The judgment entered after the first trial of the defendant is composed of two parts. One is entitled "Judgment and Commitment." The other is entitled "Judgment and Other Disposition." Both were parts of the same judgment and were vacated by our action in ordering a new trial. Therefore, the trial court was not precluded from conducting a hearing to determine the proper disposition of the currency. Simpson v. Plyler, 258 N.C. 390, 398, 128 S.E.2d 843, 849 (1963).

Additionally, the original judgment of 1 July 1976, which ordered the $6,950 in United States currency confiscated and forfeited to the school fund, apparently was based solely upon the finding that the currency was found in "close proximity" to the controlled substance.

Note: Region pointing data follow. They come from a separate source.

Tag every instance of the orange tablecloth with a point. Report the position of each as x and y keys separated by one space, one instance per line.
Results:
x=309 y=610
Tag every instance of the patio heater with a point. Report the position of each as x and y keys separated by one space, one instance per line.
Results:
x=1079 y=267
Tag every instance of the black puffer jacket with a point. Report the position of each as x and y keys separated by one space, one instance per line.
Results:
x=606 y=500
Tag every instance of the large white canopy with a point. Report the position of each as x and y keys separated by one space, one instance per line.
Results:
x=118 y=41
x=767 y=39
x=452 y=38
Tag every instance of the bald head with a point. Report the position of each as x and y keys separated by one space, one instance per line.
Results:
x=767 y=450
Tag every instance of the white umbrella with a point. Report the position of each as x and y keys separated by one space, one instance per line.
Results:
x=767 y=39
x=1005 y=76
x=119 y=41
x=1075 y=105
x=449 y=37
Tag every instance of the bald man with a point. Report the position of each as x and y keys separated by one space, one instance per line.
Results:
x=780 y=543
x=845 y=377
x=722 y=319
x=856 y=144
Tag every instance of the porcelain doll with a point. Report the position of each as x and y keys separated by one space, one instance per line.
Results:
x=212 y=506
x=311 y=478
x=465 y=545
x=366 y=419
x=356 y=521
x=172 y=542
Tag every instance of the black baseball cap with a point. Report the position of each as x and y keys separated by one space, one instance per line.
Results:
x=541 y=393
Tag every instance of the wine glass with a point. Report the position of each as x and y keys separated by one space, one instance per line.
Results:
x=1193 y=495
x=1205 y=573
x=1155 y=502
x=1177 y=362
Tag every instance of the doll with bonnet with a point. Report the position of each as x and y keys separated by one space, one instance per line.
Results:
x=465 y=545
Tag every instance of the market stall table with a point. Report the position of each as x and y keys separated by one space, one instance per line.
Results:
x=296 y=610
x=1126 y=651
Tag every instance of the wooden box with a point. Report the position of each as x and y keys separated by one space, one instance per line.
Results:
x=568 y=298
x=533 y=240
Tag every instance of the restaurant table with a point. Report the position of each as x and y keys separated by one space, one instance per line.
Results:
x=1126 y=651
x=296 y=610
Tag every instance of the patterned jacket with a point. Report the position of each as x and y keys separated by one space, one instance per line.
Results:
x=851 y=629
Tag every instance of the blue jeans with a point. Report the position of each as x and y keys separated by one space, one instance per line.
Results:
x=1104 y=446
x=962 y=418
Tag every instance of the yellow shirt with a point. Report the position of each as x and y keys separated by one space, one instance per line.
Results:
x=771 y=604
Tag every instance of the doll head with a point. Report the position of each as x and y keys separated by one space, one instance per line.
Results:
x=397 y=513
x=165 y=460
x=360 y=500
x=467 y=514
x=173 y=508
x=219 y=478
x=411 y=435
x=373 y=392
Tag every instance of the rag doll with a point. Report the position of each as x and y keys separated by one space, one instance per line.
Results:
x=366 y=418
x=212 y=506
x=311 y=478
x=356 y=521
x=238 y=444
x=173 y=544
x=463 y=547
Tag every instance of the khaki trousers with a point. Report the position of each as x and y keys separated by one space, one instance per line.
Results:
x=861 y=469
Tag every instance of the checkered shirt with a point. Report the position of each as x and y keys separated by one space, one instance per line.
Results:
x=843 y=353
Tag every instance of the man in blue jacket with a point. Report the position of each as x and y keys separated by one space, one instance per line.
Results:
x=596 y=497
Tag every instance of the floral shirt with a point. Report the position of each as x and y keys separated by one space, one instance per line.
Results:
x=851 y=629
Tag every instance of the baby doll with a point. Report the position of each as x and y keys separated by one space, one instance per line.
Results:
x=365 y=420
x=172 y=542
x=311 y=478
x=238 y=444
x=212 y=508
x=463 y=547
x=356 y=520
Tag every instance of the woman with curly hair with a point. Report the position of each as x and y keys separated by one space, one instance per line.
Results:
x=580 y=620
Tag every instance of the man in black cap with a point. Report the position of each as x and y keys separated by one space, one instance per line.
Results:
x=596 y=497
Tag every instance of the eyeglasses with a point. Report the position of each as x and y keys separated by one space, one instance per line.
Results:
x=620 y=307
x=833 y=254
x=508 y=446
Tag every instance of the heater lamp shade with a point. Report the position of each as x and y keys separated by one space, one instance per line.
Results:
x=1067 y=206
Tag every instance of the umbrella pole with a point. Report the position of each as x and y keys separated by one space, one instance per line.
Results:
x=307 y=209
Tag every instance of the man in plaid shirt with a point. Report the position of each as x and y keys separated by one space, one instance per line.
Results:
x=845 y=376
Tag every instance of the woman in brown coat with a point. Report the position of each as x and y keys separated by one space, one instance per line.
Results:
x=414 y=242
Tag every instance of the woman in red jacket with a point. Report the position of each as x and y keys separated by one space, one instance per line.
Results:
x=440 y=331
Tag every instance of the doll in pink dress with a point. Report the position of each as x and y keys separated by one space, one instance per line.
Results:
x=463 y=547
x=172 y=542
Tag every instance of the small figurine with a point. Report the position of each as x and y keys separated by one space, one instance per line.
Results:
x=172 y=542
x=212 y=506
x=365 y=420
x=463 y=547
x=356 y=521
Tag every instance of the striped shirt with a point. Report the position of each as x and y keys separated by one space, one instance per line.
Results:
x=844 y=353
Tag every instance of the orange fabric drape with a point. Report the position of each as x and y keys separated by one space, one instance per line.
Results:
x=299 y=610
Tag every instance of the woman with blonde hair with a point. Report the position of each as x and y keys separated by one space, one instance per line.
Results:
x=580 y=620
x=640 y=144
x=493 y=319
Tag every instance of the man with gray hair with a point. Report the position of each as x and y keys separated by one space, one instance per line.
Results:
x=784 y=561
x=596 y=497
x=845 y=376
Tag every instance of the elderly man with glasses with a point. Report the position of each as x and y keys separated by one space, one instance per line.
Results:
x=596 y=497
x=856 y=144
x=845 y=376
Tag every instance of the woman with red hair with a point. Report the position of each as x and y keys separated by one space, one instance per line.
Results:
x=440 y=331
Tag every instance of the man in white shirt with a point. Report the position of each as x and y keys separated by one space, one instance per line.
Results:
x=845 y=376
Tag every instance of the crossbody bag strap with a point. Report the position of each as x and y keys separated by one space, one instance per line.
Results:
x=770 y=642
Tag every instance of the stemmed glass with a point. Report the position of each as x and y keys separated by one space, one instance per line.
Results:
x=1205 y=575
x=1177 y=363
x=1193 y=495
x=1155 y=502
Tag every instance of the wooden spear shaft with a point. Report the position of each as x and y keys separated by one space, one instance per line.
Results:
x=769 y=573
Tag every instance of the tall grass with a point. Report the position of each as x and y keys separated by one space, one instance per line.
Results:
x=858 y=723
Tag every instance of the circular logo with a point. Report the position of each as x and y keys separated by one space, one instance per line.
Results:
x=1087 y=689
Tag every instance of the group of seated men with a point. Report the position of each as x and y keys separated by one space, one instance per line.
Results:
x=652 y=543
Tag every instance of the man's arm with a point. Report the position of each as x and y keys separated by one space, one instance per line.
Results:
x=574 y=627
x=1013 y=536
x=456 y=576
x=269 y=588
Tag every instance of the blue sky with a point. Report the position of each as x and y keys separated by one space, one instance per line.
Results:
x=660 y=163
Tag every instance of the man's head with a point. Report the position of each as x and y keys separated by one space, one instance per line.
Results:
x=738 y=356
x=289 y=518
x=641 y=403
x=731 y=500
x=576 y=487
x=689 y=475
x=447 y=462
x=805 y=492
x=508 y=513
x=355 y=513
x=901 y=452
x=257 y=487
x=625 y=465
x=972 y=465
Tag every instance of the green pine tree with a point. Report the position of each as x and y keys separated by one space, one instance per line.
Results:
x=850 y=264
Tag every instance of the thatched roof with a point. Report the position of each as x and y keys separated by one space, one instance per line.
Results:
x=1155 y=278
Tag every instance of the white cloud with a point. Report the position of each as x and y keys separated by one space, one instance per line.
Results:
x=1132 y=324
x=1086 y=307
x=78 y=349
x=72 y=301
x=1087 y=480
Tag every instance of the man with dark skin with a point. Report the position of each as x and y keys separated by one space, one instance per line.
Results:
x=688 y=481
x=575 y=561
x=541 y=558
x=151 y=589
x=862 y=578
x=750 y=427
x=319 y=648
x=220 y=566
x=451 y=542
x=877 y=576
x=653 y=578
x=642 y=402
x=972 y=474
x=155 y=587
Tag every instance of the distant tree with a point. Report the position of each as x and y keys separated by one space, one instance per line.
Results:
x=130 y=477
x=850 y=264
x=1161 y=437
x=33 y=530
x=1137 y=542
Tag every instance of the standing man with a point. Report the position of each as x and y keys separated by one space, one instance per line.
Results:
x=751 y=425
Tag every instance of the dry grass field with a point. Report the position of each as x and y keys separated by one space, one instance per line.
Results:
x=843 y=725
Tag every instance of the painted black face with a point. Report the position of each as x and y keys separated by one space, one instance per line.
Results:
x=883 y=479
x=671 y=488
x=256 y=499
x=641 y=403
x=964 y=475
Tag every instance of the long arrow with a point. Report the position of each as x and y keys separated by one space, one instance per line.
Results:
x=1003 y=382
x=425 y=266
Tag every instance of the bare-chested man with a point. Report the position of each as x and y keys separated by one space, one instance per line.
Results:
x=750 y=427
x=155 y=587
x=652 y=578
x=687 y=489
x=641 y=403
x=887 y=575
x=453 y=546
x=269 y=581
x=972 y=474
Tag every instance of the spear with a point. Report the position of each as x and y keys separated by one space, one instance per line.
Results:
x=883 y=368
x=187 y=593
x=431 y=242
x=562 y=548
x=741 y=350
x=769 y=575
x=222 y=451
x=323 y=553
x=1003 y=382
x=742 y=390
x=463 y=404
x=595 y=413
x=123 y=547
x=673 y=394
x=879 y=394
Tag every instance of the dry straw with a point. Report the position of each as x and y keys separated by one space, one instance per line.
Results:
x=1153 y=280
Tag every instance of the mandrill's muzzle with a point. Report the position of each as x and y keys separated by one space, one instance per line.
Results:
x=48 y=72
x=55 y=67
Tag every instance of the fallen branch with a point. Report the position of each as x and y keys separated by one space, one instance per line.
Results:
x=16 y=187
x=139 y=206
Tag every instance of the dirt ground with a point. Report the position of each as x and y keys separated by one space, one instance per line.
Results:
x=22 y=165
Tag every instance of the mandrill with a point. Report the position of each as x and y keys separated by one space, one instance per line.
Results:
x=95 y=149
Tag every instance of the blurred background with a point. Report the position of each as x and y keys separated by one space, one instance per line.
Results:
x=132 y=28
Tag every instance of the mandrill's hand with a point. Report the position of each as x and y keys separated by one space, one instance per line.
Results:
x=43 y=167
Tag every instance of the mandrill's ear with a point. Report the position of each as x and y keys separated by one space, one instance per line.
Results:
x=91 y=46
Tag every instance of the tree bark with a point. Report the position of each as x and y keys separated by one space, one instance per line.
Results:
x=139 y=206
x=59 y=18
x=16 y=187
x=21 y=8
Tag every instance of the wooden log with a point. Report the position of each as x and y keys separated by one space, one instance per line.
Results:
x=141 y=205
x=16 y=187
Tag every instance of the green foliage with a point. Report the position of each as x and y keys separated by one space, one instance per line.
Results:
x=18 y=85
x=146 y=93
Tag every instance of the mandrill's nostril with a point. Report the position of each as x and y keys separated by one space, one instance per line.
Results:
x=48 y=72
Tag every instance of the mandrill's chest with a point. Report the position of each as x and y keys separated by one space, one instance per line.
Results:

The provisions of G.S. 90-112(a) set forth all of the items subject to forfeiture in cases arising under the North Carolina Controlled Substances Act, G.S. 90-86 through 90-113.8. We need not decide here whether currency may ever be properly subject to forfeiture under the terms of G.S. 90-112. We do find, however, that the currency in question was not subject to forfeiture under G.S. 90-112 solely by virtue of being found in "close proximity" to the controlled substance which the defendant was convicted of possessing.

The trial court was required, upon the defendant's motion in open court after the new trial, to hear the motion and consider evidence tendered with regard to the proper disposition of the currency and to rule upon that motion. The original order having been vacated by us, a ruling by the trial court on the motion would not violate the general rule precluding one judge of the Superior Court Division from reviewing the decisions of another. Simpson v. Plyler, 258 N.C. 390, 398, 128 S.E.2d 843, 849 (1963); Veazey v. Durham, 231 N.C. 357, 57 S.E.2d 377, reh. den. 232 N.C. 744, 59 S.E.2d 429 (1950); 3 Strong, N. C. Index 3d, Courts, ยง 9.5, p. 592.

We must remand this case in order that the trial court may consider the defendant's motion and hear such evidence concerning the motion as may be offered by the defendant and other parties. We note that the jury's determination of the defendant's guilt of possession of heroin is not the equivalent of a judicial determination that he was the owner of that heroin or, by implication, of currency found in close proximity to the heroin. Possession is not the equivalent of title. On remand the trial court will be required to enter an order providing for the disposition of the currency as provided by law.

For reasons previously stated, this case must be remanded for further proceedings consistent with law and this opinion, and is hereby so

Remanded.

BROCK, C. J., and HEDRICK, J., concur.